Ощущения и мысли Джона были почти такими же, как у сестры. Но почему-то в его памяти на миг всплыли пятьдесят долларов, которые мама отдала бездомному около магазина, и он понял, что мамина щедрость его все-таки немного беспокоит. Даже терзает. Неужели он, ее сын, заслуживает меньшего, чем какой-то нищий? Как только эта мысль пронеслась у него в голове, на синопадосе появилось черное пятнышко: маленькое, но вполне отчетливое. Оно сразу омрачило всю картину, и смотреть на нее стало неприятно. Получается, что его подлая мысль — все равно что клякса на в остальном безупречной душе? Ну и ну! Как же будет выглядеть его душа, если он совершит по-настоящему плохой поступок?

— Обалдеть! — выдохнул он.

— Что бы с вами ни случилось, — сказала миссис Гонт, — что бы вы ни сделали, все отразится здесь, на изображении ваших душ. Помните об этом каждую минуту своей жизни, потому что даже лучшие из нас носят внутри себя и рай и ад разом. Синопадосы будут ждать вас здесь всегда, чтобы вы могли себя проверить.


На день рождения к близнецам пришли только трое вместо четырех гостей. Дыббакс так и не появился, хотя его мать, доктор Дженни Сахерторт, обещала, что он обязательно будет. Жуткая невоспитанность! Впрочем, Филиппа не особенно удивилась. С Дыббаксом ей случилось общаться дважды, и оба раза он произвел на нее впечатление мальчика грубого и плохо воспитанного.

Ее брат очень ждал Дыббакса, но даже не успел огорчиться, что тот не пришел. Джон позабыл буквально обо всем, едва на пороге появилась Агата Дэнион. Эта девочка была воплощенной мечтой! Будь ему дарованы три желания, он потратил бы все три на то, чтобы создать это чудо. Остальные двое гостей, Джонатан Манней и Ума Каруна Айер, были постарше Джона с Филиппой, у них было побольше джинн-опыта, да и холод они, похоже, переносили куда легче. Подали традиционный праздничный джинн-обед: креветки в самбуке, бифштекс с перцем, блинчики со сладким апельсиновым соусом и, разумеется, пирог со свечками. За столом все гости рассказывали близнецам о себе и о том, каким именно образом каждый из них намерен помогать человечеству.

— Я собираюсь стать консультантом для тех, кто загадывает желания, — сказала Агата. — Чтобы бедные мундусяне не тратили три желания впустую. Согласно Багдадским законам, сам джинн, который будет выполнять желания, не имеет права давать людям советы. Поэтому любой добрый джинн наверняка даст мою визитную карточку тому человеку, которому он даровал желания. Ведь ему самому будет приятно, если этот мундусянин пожелает в итоге что-нибудь достойное, да и совесть его будет чиста. Поскольку совершенно ужасно, когда ты обязан выполнять всякие вредные или злобные желания.

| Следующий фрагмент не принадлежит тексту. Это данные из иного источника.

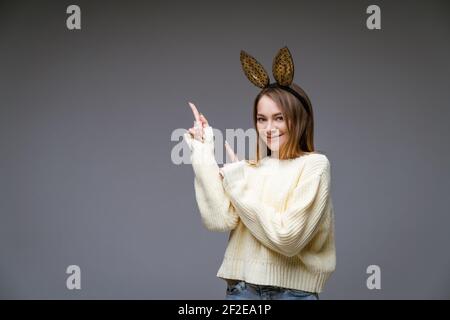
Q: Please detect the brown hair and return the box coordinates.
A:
[249,83,315,164]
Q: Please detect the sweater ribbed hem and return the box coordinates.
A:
[217,257,332,293]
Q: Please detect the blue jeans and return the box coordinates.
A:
[225,281,319,300]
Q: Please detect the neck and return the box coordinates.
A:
[270,151,279,159]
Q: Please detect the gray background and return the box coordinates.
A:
[0,0,450,299]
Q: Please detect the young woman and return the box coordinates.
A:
[184,47,336,300]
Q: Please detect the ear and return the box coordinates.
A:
[272,47,294,86]
[241,50,269,88]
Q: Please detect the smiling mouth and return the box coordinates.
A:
[267,133,284,140]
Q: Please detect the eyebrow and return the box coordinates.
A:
[256,112,283,117]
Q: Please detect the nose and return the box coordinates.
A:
[266,122,279,135]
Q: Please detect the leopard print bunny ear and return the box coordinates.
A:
[272,47,294,86]
[241,50,269,88]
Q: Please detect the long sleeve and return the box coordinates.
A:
[184,126,239,232]
[223,158,331,257]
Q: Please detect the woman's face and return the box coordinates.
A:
[256,95,289,151]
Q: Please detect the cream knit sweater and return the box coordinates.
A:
[184,126,336,293]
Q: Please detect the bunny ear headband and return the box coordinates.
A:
[241,47,310,114]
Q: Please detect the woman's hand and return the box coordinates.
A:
[219,140,239,179]
[189,102,209,142]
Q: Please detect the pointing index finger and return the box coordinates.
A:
[188,102,200,122]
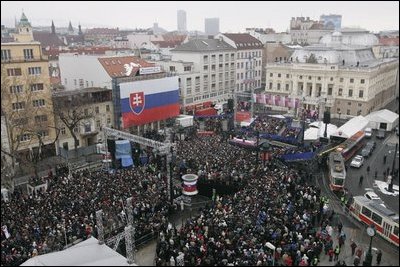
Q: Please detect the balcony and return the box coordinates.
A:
[1,56,49,63]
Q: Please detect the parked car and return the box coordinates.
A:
[361,146,373,158]
[364,191,385,207]
[376,129,385,139]
[365,128,372,138]
[350,155,364,168]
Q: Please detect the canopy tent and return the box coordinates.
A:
[21,237,138,266]
[365,109,399,131]
[331,115,368,139]
[304,121,338,141]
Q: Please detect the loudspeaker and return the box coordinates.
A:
[323,111,331,124]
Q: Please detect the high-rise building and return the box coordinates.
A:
[178,10,187,32]
[204,18,219,35]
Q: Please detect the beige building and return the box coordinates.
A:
[1,14,56,163]
[266,45,399,118]
[53,88,114,150]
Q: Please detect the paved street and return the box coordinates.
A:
[345,133,399,213]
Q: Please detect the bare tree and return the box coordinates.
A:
[53,92,94,151]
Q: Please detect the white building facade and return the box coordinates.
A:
[170,39,236,111]
[265,47,399,118]
[216,33,264,92]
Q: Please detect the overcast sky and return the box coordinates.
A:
[1,1,399,32]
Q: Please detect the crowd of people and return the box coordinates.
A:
[251,116,286,135]
[1,165,172,265]
[156,158,344,266]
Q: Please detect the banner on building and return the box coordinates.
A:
[253,94,300,108]
[120,76,179,128]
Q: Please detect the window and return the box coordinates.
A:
[24,49,33,59]
[7,68,22,76]
[38,130,49,137]
[31,83,44,92]
[371,212,382,224]
[1,49,11,61]
[28,67,42,75]
[32,99,45,107]
[18,134,31,142]
[12,102,25,111]
[10,85,24,94]
[35,115,47,123]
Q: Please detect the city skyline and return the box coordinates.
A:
[1,1,399,32]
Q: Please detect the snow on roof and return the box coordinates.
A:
[365,109,399,123]
[332,115,369,138]
[21,237,137,266]
[304,121,337,140]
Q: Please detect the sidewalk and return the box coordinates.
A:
[318,227,399,266]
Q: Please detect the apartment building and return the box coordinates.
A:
[216,33,263,92]
[265,45,399,118]
[170,39,236,108]
[1,14,56,161]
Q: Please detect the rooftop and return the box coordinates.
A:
[172,39,234,52]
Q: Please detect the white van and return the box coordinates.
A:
[365,128,372,138]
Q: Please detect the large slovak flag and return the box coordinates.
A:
[120,76,179,128]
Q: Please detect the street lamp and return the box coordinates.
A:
[363,224,376,266]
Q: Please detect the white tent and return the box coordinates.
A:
[365,109,399,131]
[304,121,337,141]
[21,237,138,266]
[332,115,368,139]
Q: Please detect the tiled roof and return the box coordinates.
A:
[151,40,182,48]
[98,56,155,78]
[33,32,65,48]
[172,39,234,51]
[379,37,399,46]
[223,33,263,49]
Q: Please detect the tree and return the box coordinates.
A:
[1,64,59,182]
[53,92,94,151]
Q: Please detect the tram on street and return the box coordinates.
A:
[350,196,399,247]
[328,152,346,191]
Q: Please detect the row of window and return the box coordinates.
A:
[236,60,261,69]
[7,67,42,76]
[269,72,365,84]
[10,83,44,94]
[11,99,46,111]
[203,53,235,62]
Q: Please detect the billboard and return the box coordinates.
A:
[120,76,179,128]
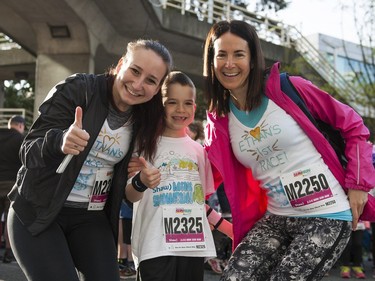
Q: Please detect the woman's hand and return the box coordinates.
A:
[61,106,90,155]
[348,189,368,230]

Джон был готов заранее подписаться под любым словом Агаты. Однако в данном случае она и вправду предлагала вполне дельную вещь. Сам Джон выполнил пока не так уж много людских желаний, но зато он отлично помнил собственный неподдельный ужас, когда ему пришлось превратить Финлея Макриби в сокола.

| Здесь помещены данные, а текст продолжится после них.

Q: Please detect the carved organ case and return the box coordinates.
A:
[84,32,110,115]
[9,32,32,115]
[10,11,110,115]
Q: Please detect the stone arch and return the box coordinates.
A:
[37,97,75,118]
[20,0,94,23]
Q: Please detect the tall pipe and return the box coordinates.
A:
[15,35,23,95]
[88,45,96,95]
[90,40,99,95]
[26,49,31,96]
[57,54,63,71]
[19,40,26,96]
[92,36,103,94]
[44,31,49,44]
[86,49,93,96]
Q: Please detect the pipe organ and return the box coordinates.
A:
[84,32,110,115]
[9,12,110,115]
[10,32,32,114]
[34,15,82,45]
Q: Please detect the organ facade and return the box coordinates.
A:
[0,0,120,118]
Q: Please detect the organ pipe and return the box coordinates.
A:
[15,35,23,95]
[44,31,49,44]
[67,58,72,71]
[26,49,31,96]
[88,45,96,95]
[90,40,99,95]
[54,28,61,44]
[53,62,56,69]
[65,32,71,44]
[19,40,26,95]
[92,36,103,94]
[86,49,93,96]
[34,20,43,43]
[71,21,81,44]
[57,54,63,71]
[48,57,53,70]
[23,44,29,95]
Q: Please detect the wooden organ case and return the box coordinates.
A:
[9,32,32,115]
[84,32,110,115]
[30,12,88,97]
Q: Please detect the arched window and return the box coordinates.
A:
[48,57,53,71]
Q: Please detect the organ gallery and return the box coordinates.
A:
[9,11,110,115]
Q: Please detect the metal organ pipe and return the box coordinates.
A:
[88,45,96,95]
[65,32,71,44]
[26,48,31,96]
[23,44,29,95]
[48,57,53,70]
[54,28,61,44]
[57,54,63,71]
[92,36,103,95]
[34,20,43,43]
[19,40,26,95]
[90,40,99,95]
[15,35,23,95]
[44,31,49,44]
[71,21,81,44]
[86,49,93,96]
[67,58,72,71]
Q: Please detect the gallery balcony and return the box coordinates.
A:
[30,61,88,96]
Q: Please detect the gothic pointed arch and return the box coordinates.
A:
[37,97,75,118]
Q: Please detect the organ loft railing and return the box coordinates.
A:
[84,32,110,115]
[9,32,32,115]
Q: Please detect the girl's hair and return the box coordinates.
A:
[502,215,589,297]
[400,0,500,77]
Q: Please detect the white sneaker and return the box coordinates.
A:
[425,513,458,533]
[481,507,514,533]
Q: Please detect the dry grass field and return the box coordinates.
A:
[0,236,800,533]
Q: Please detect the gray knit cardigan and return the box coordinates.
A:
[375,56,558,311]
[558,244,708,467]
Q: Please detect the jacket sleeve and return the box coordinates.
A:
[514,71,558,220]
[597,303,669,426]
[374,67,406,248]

Филиппа с улыбкой наблюдала за братом. Она одобряла его увлечение Агатой, но хотела — для его же блага, — чтобы его чувства были чуть менее очевидны. Сама она считала, что никакой консультант по желаниям не будет нужен, если в школах людей обучат грамоте, как положено. Дело-то нехитрое: надо просто говорить именно то, что имеешь в виду. Но Филиппа решила оставить эти соображения при себе, чтобы не обижать гостью.

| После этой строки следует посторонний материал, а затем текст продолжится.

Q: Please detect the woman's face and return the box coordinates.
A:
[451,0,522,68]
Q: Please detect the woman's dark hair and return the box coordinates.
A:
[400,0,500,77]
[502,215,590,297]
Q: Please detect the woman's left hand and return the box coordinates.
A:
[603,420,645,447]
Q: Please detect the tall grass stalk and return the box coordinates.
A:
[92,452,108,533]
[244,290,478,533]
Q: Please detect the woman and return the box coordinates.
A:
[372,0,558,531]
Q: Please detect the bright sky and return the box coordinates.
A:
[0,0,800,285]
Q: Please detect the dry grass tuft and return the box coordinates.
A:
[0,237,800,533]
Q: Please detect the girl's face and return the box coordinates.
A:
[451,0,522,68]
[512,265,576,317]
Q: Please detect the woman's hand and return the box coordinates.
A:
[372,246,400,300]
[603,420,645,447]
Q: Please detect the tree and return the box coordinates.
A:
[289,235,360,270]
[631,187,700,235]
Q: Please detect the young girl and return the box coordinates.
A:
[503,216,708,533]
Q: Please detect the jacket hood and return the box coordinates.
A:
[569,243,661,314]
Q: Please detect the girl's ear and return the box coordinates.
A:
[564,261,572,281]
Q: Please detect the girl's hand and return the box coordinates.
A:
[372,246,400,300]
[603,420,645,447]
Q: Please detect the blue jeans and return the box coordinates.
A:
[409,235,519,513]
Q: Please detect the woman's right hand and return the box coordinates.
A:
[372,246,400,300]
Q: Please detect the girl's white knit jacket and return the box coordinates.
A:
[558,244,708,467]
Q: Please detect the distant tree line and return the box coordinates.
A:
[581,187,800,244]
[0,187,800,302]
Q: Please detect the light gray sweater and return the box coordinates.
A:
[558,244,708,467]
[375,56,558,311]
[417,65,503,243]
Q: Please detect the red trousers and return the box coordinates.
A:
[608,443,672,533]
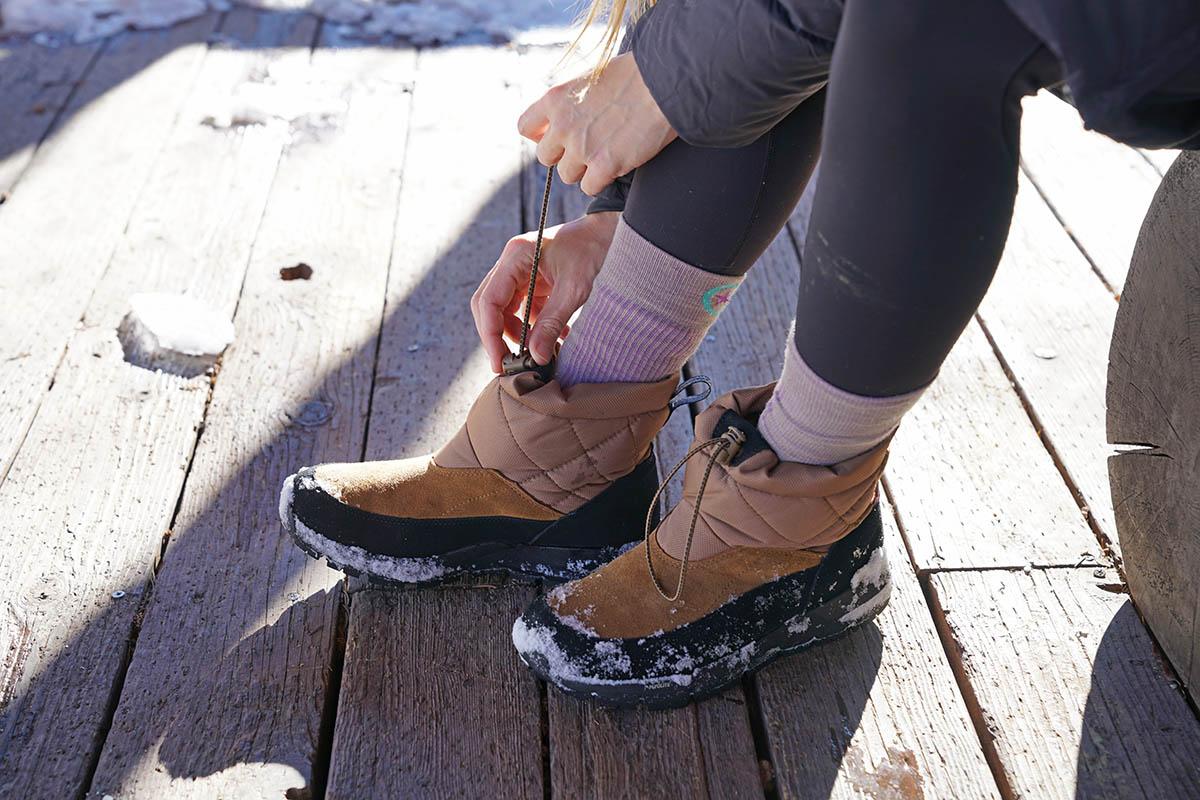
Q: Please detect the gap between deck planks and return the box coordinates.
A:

Джонатан Манней сказал, что всецело разделяет принципы Агаты и именно поэтому решил стать психиатром.

— Я полагаю, что способен выслушивать людские проблемы, — сказал он. — А затем улаживать их с помощью джинн-силы. Анонимно. Ну, приходит кто-то ко мне на прием, допустим, с депрессией, а я потом, потихоньку, что-нибудь сделаю, чтобы его ободрить.